Unit 3 AOS 1 Flashcards
Relative Scarcity
The fundamental economic problem that exists because societies needs and wants a virtually unlimited and resources to satisfy them are scarce/limited.
Opportunity Cost
The value of the next best alternative forgone whenever a choice is made.
Land/Natural Resource
all resources that occur in nature.
Labour Resource
The mental and physical effort by humans in the production process.
Capital Resource
Used to aid in the production of another good or service .
Resource Allocation
Involves making choices about how scarce resources are to be used or distributed among areas of production.
Allocative Efficiency
A situation where resources are used to produce particular types of goods and services that best maximise the overall satisfaction of societies needs and wants, well-being and living standards.
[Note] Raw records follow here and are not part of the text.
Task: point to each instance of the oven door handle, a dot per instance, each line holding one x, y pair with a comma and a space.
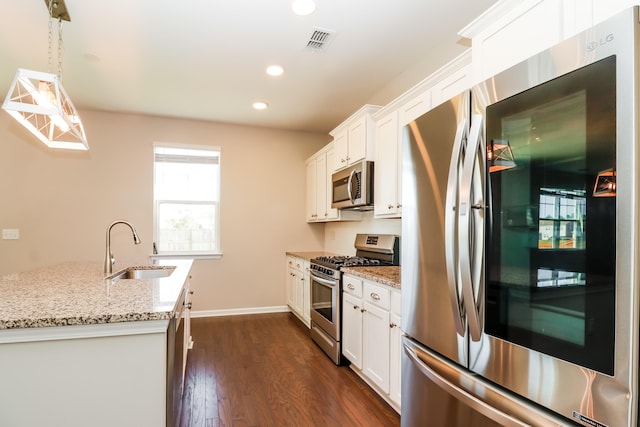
324, 281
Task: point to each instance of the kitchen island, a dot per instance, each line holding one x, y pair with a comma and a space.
77, 349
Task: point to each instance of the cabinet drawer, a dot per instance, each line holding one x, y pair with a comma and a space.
377, 295
295, 263
352, 286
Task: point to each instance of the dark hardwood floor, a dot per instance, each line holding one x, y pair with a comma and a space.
264, 370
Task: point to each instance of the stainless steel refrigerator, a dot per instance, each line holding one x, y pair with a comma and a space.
519, 277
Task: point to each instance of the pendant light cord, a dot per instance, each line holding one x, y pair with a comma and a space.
52, 4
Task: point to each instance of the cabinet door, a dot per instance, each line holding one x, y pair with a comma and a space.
298, 294
332, 213
386, 167
321, 187
341, 150
357, 141
306, 294
291, 279
312, 209
395, 370
352, 329
375, 345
Productive/Technical Efficiency
This is when the production of goods and services is maximised at lowest possible cost. It is no longer possible to increase outputs without increase inputs.
Dynamic Efficiency
Is when resources are allocated quickly to increase choice and meet the changing demands of consumers.
Inter-temporal Efficiency
Refers to finding the optimal balance between current consumption (spending of income) versus future consumption (saving of income to finance investment)
Price Mechanism
Is a system where by producers supply and consumers demand interact in the marketplace to set prices for goods and services.
The Law of Demand
States that the quantity demanded of a particular good or service that buyers are prepared to purchase varies inversely with change in price.
The Law of Supply
States the quantity of a particular good or service that sellers are prepared to produce varies directly with price.
Relative Prices
Refers to the price of one good or service measured in terms of the price of another good or service.
Price Elasticity of Demand (PED)
Refers to the responsiveness of total quantity demanded of a product to a change in the price of that product.
Price Elasticity of Supply (PES)
refers to the responsiveness of total quantity supplied of a product to a change in the price of that product.
Pure Monopoly
This is when a single frim controls the output of a particular good or service. The firm is the price maker as competition is weak.